Thank you - I guess the question is more what’s needed to pass. Sure, to know everything with maybe a few slip ups I should be at like 85-90, but is that necessary? Or is getting high 70s on the benchmark and FINRA practice enough to pass the real exam?

Not trying to fail, but also not trying to score 90s when above 70 is a pass. Thanks for the well wishes!

 

Past results say you should be hitting 80 on knopman to feel safe. The FINRA practice test (in my own opinion) is way way easier than the real thing. So a 70 on that doesn't say much. I would say the real test feels harder than knopman bcuz the stakes are high and the questions are asked in different ways. I was more nervous handing that test in than in any exam I took in college. It's ridiculous to ask "what's needed to pass" because no one can tell you. But everyone says clip a few 80s on practice knopman and that's how you know. 

 

You'll be good, I studied for SIE in two days scoring between 50 and 70's on practice tests. Truth is, the actual test is much easier than most practice tests.

 

my guy is a junior in recruiting, never been on a desk, and he took the SIE in 2 days. lol ok

 

Let’s put it this way: it will VERY bad to your firm and hurt your junior competency brand if you fail this test. Do you really want to be on the borderline if you have time to up your score to the mid 80s? Treat these exams with the same vigor to perform as you would in the first weeks hitting the desk. You expect to put in 70-80 hour weeks, treat these exams as if you are studying full time.

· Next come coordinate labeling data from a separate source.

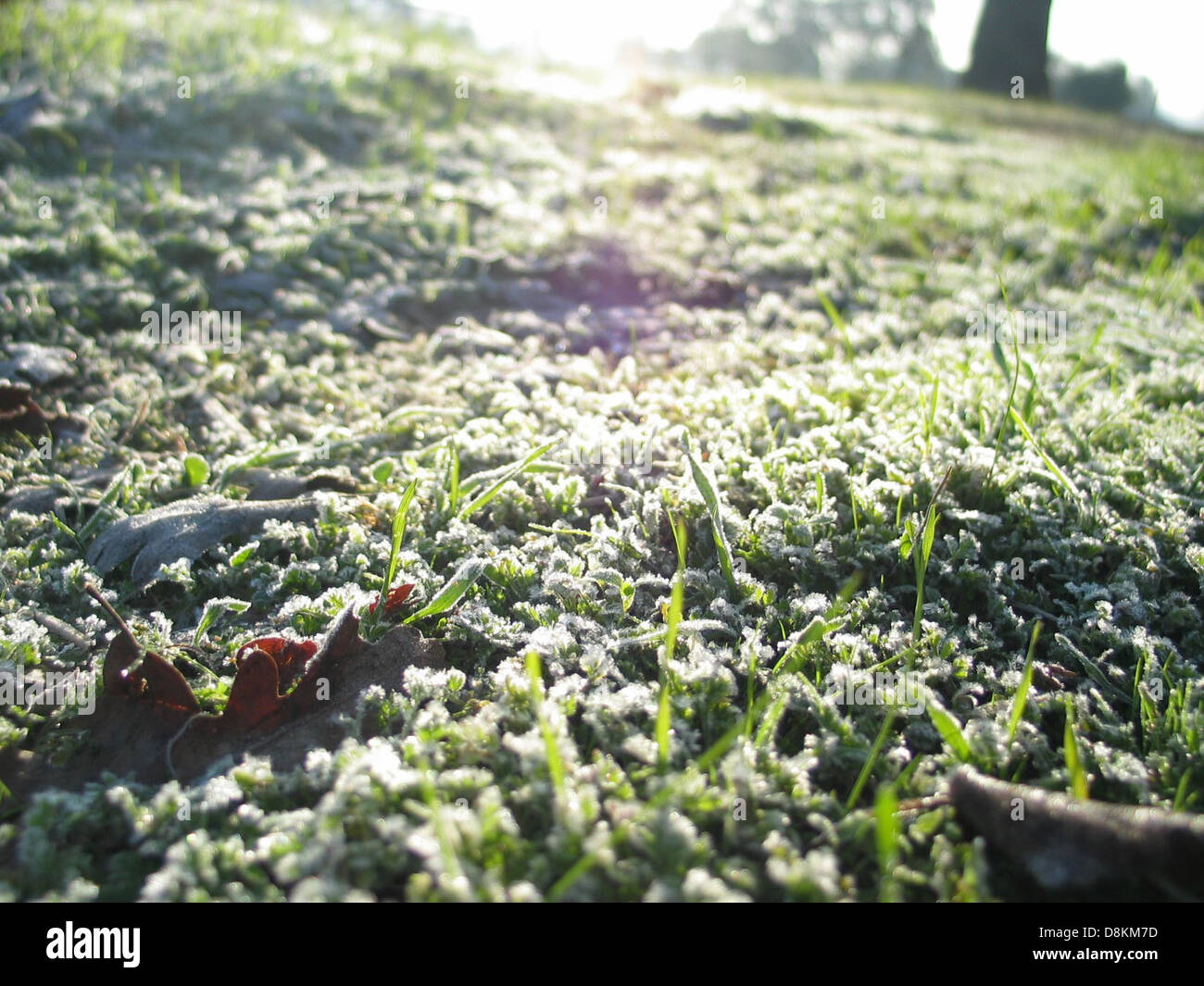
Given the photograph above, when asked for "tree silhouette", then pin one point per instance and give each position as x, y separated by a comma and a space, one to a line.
1010, 43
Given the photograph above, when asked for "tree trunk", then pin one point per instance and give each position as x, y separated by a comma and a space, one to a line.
1010, 41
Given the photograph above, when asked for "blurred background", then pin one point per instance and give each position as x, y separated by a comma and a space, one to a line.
1142, 60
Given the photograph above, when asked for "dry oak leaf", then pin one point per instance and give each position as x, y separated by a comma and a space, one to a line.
263, 718
147, 725
185, 530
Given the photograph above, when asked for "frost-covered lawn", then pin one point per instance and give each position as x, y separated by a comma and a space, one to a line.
441, 265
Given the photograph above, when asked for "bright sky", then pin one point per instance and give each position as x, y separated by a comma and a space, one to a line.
1159, 39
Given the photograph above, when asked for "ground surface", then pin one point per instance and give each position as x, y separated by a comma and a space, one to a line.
442, 265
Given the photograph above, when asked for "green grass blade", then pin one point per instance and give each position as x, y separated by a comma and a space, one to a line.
510, 473
398, 533
702, 481
555, 766
1067, 483
886, 837
834, 313
949, 730
868, 768
1026, 680
1072, 764
677, 602
452, 593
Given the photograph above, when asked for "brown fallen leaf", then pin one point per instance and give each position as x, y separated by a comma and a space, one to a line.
284, 728
1072, 844
19, 413
147, 725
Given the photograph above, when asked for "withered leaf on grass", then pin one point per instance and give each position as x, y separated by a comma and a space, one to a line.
19, 413
187, 530
1066, 842
285, 700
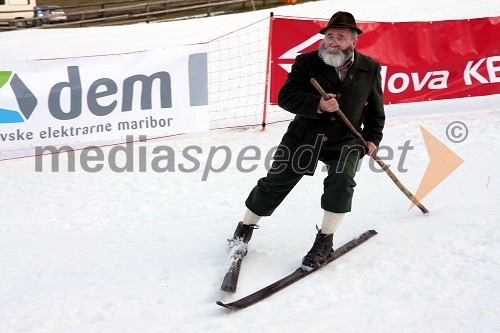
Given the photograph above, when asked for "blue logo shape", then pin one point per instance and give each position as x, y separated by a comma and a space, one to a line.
25, 99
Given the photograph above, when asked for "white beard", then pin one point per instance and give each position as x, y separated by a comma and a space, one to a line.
335, 60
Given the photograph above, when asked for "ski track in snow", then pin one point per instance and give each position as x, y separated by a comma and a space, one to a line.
146, 252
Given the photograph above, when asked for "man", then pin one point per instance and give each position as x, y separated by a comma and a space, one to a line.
354, 83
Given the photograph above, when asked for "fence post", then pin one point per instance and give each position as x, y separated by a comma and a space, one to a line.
268, 71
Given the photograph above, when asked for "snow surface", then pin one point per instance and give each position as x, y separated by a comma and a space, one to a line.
146, 251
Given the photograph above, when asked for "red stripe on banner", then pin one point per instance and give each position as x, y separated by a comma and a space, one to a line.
420, 60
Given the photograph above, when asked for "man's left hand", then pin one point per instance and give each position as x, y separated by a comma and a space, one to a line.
372, 148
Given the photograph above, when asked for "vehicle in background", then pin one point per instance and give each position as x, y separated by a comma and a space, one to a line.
51, 14
17, 9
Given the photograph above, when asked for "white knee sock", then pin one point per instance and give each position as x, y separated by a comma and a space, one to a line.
331, 222
250, 217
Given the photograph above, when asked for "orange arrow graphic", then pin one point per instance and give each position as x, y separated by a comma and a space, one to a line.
442, 163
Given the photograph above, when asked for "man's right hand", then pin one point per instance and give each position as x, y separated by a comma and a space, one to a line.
330, 105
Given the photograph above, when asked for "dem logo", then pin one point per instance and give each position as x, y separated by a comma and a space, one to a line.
26, 101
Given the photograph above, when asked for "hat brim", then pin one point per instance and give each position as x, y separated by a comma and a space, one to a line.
359, 31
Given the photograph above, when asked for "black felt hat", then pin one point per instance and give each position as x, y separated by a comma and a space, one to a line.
341, 20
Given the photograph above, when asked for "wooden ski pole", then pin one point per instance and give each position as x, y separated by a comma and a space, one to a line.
377, 159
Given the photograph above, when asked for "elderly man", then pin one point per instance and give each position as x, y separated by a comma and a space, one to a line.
353, 81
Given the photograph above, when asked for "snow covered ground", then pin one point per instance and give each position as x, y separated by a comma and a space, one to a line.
146, 251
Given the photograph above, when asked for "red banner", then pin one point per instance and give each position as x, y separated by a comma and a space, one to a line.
420, 60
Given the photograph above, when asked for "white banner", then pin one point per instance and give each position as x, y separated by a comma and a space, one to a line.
103, 98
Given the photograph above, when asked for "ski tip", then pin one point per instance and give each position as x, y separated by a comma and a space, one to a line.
224, 305
228, 288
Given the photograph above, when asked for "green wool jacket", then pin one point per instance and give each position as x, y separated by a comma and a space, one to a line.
361, 100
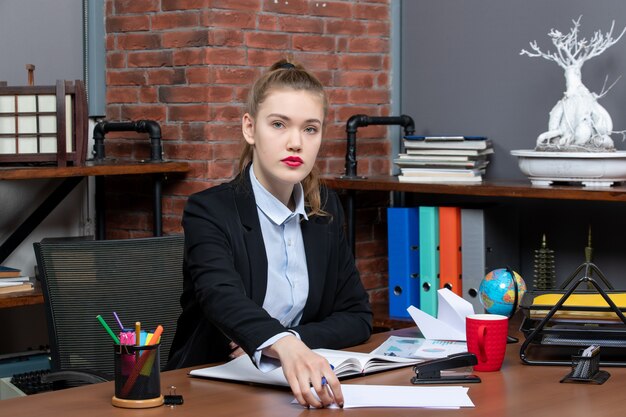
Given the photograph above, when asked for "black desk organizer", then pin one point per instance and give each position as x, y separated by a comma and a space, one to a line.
550, 342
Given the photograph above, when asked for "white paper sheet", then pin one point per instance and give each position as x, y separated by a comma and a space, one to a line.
450, 321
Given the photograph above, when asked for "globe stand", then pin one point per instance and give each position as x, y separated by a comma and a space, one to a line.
510, 339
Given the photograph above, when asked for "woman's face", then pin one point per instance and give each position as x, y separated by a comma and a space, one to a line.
286, 137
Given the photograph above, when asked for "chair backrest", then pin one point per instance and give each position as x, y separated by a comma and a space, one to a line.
140, 279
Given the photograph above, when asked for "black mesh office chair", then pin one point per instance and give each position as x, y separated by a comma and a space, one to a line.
139, 279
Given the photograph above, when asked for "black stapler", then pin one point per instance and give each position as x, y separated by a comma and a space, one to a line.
429, 372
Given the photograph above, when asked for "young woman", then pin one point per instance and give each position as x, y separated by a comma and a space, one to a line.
267, 268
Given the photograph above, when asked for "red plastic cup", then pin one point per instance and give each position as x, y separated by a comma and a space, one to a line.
486, 338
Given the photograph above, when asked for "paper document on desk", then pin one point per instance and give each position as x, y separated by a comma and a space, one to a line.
346, 363
418, 347
450, 321
359, 396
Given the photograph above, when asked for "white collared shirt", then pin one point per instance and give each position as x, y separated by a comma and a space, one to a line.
287, 274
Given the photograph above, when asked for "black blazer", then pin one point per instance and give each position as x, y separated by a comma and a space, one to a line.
225, 279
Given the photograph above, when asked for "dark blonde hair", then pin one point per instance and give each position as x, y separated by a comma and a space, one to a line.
286, 74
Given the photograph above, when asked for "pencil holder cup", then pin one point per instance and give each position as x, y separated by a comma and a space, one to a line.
137, 376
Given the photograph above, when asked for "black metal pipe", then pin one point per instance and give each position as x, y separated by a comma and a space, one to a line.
362, 120
152, 128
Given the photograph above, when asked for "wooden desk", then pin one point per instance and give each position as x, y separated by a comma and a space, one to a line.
516, 390
72, 176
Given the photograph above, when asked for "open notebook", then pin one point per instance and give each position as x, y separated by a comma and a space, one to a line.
345, 363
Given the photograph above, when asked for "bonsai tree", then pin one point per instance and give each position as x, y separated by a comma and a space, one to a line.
577, 121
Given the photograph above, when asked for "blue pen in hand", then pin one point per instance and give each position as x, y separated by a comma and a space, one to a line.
324, 382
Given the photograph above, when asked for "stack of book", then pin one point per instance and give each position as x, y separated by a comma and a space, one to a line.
444, 158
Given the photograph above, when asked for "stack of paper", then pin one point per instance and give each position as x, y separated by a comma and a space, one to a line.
356, 396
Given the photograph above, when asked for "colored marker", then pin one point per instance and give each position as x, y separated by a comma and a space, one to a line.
130, 382
108, 329
137, 333
119, 322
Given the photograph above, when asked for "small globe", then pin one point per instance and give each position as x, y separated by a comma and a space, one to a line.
497, 291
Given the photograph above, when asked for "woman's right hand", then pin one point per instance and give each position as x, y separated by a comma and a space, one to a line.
304, 368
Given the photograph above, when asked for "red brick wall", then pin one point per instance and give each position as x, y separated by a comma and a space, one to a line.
188, 63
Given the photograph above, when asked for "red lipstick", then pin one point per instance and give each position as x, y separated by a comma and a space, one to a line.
292, 161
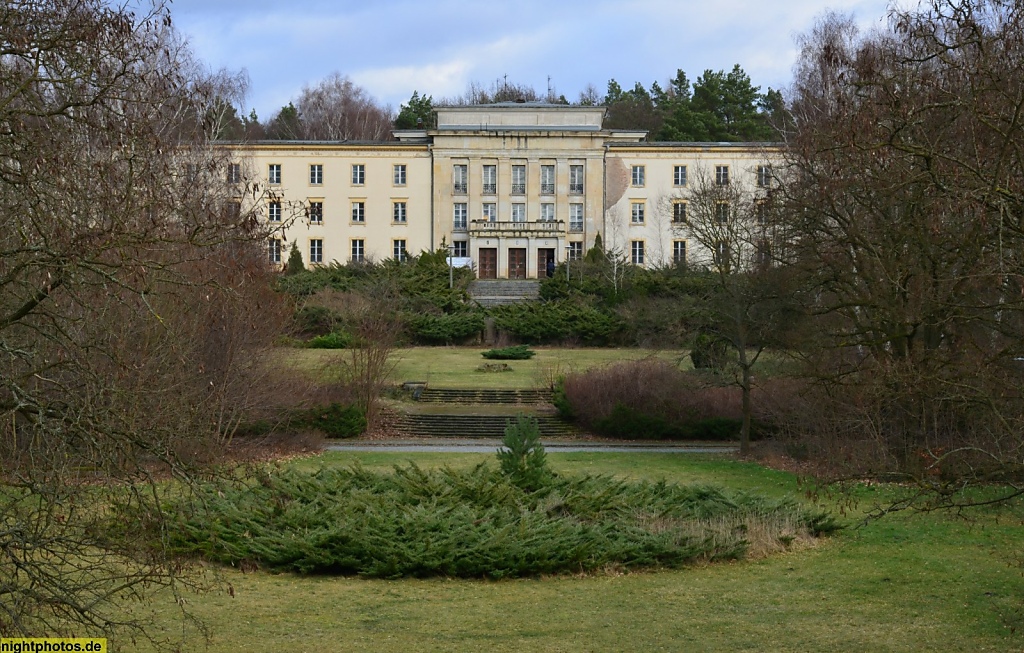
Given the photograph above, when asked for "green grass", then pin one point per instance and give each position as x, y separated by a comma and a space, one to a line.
904, 583
457, 366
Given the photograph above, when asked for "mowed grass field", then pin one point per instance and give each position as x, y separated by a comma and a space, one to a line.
907, 582
459, 366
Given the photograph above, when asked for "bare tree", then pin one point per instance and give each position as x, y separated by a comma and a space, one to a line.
751, 300
338, 110
128, 337
906, 192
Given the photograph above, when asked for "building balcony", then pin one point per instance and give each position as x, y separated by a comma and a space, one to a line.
484, 228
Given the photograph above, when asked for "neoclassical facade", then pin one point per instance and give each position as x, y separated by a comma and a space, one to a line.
510, 189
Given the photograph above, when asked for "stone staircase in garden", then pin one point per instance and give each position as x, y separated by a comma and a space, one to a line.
446, 395
498, 292
475, 426
478, 414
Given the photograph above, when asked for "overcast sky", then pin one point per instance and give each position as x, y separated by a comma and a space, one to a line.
393, 47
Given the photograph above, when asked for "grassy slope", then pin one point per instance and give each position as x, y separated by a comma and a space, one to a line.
904, 583
457, 366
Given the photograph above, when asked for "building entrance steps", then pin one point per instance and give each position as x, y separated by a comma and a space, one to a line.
498, 292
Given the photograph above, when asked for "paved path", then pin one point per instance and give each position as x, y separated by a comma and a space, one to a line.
456, 445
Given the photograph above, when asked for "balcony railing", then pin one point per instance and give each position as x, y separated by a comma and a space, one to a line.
485, 227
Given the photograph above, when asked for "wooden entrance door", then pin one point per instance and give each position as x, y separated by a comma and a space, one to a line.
545, 256
488, 262
517, 262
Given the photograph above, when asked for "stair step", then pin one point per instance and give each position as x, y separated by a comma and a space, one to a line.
450, 395
475, 426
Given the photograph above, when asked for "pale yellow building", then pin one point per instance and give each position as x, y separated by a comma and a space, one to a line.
511, 189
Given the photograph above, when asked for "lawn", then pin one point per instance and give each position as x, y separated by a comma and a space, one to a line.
457, 366
904, 583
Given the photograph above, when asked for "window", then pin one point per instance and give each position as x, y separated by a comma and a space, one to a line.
576, 180
459, 219
636, 251
547, 180
518, 180
398, 251
722, 175
489, 180
639, 174
316, 212
722, 253
576, 218
460, 179
637, 212
762, 212
679, 176
518, 213
547, 212
722, 212
679, 251
678, 212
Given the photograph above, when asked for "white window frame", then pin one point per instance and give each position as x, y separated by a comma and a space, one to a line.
576, 218
548, 179
637, 252
316, 212
518, 179
518, 212
460, 216
547, 212
489, 175
460, 179
398, 251
638, 176
679, 176
679, 252
576, 179
722, 175
637, 211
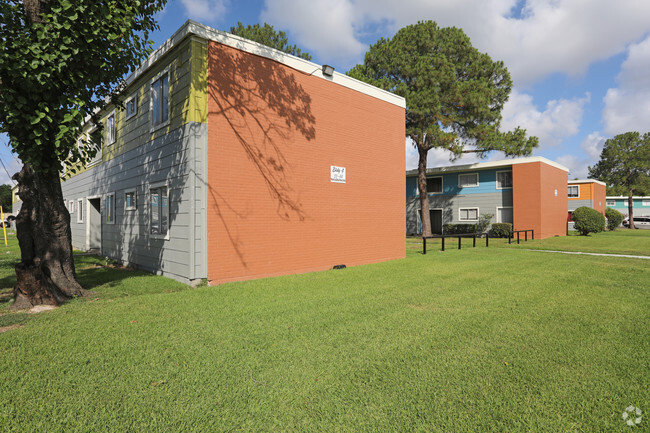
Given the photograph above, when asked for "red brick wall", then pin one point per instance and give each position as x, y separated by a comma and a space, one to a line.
535, 202
273, 133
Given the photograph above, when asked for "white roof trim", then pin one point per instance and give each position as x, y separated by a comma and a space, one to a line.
193, 28
587, 181
490, 164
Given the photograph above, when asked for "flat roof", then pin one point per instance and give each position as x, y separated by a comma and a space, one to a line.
193, 28
490, 164
588, 181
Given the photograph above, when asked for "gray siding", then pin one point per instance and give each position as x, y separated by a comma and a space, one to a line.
450, 204
176, 158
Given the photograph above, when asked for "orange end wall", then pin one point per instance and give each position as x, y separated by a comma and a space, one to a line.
273, 133
535, 202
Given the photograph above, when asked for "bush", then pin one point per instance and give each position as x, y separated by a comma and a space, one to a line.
458, 229
614, 218
588, 220
501, 230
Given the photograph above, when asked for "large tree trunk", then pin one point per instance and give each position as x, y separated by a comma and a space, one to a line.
422, 187
46, 273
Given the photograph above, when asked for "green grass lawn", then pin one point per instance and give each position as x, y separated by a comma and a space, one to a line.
485, 339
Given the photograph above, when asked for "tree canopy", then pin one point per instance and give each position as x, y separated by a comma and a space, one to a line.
454, 94
624, 166
60, 61
267, 35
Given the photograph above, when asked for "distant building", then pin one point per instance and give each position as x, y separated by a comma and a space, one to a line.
530, 193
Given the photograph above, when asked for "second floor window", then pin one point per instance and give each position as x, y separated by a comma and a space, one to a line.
160, 100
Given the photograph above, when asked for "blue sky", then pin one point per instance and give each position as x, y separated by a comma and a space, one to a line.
580, 67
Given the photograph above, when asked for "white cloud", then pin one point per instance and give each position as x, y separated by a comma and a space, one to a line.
324, 28
544, 37
205, 10
560, 119
627, 107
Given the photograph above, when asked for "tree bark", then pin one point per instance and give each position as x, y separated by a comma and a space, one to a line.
630, 209
46, 273
422, 187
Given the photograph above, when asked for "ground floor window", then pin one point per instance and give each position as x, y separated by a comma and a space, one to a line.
504, 215
468, 214
159, 211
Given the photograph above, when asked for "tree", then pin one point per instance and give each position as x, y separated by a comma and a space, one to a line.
60, 62
454, 95
267, 35
5, 198
624, 166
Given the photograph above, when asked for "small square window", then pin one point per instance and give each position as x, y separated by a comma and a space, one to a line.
468, 214
470, 179
504, 179
80, 210
131, 106
110, 209
159, 211
130, 200
110, 128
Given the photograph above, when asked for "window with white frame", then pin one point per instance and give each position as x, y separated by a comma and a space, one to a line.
434, 185
160, 100
504, 179
131, 107
504, 215
159, 210
129, 200
80, 210
110, 128
468, 179
110, 208
468, 214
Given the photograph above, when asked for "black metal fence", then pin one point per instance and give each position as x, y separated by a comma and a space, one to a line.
474, 236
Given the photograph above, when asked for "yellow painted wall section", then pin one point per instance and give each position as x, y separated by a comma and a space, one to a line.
187, 65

Don’t pacify yourself into thinking any of these exams are easy because some rando on WSO said they opened the book Friday and aced it with an hour of time left on Saturday while failing every single Knopman exam in between. Maybe God was with them but there is no guarantee he will be with YOU. Control the controllable, don’t be the idiot with his tail between his legs because he didn’t take any of the entrance exams seriously. It’s your future.

 

I sat for the SIE earlier this week and passed. My bank uses Knopman as well.

Few thoughts:

The actual exam content was very similar to the Q Bank and Benchmark Exams. The wording in the questions, was not. This threw me off pretty bad and resulted in me “marking for review” about 16 questions by the time I got to the end. I was able to knock it down to 5 questions I truly felt were 50/50. Ultimately, I stuck to answers I was familiar with that we’re relevant to the topic of the question.

The answer choices for a good portion of the exam were much more straightforward than the Q Bank, very “point and shoot”. This allowed me to bang through a solid number of questions.

If you don’t know the answer with 100% confidence, pick the answer that is most closely associated with the broader topic of the question.

Be careful with answer choices that are absolute (Ex. “Under no circumstance” etc.), there are circumstances where this is the case, but there are many where exceptions may apply.

One of the questions that threw me off was “Gross National Product is defined as:” — so know the difference between GDP and GNP.

Know the bond pyramid for yields on discount and premium bonds. If you having trouble remembering, look at it in your car right before you go in and immediately write it down on the piece of paper you get during the exam.

——

I was scoring mid 70’s until a few days before my actual exam, when I got an 81 and an 89 on 2/3 benchmark exams. General consensus is 80’s is a safe buffer to pass.

You got this.

 

People heere are freaking you out my guy. Just follow Knopman's advice and you'll be golden. The idea is not to focus on question volume but on quality. Focus on undeerstanding all of the answers in the question and why they are right/wrong, what they are. 

I think you're in a good spot, keep on working at it and get some sleep.